The Mama Africa show uses music as an integral part of performance and it is also used at the school during training. The drum is the heart of this, keeping acrobats' spirits high and being the base for all the choreography put together by the dancing group.
Rajab Zubwa says he was Tanzania's first acrobat. "I studied acrobatics for four years in China in the 1960s. Tanzania and China were close politically then so both governments created sport exchanges programmes," he says. "I benefited a lot from the great Chinese circus school and when I returned, I became a teacher of acrobats."
The Mama Africa show has now been performed in venues on five continents, including New York's Broadway. There are often several productions running at the same time, but it is not easy to be part of the show and only the most skilful graduates of the school make it onto the international stage.
Children are welcome at the Mama Africa school during weekends and school holidays. Teachers say the combination of skill, discipline, fun and danger make circus training an appealing activity for children.
Since the Mama Africa school opened in 2003 more than 300 students have graduated. Many have ended up working for the show's various productions.

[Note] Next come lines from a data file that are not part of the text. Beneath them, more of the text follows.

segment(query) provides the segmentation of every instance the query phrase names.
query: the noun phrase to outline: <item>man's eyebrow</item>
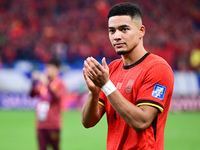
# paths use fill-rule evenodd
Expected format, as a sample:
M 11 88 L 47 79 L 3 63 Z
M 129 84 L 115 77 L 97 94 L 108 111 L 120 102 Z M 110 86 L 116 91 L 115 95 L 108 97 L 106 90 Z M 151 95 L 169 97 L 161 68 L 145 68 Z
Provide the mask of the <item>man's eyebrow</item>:
M 121 26 L 118 26 L 117 28 L 125 28 L 125 27 L 130 27 L 129 25 L 121 25 Z M 115 27 L 108 27 L 108 29 L 115 29 Z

Others have joined circus companies around the world.
Conditions at the school are very basic. In spite of the acrobatic tradition in Tanzania, circus school programmes are not sponsored either by government or the private sector. Mr Ruddel's school is in the Magomeni neighbourhood of Dar es Salam, one of the poorest parts of the city. At the end of a hard day's training, the students get a plate of food.
"My name is Tumaini and I am Mama Africa's tailor. There is not a great tradition of big costumes in African shows as there is in Europe. Here we try to put real African dresses on the stage, using the colourful fabrics people wear in the street. This is real Africa not an unimaginable Africa."
"My name is Deborah Dixon and I am one of the few girl contortionists in the school. Most girls prefer to do the hula hoop or the dance routines because for some traditional families it is not right for their daughters to be spreading their legs and rolling on the floor. For me contortion is an art."
Ally Kibwana Ally says: "For me, getting involved with Mama Africa meant that I was able to make a living out of my skills. I have toured the world and learned a lot from my experiences abroad. I am now passing that knowledge to other students so they can have the same chances I had."
He adds: "The big difference between performers here and in other parts of the world is that here people enjoy what they do. We may not be as skilful and technical as the Chinese or Russian acrobats but we have a positive energy that really connects with audiences."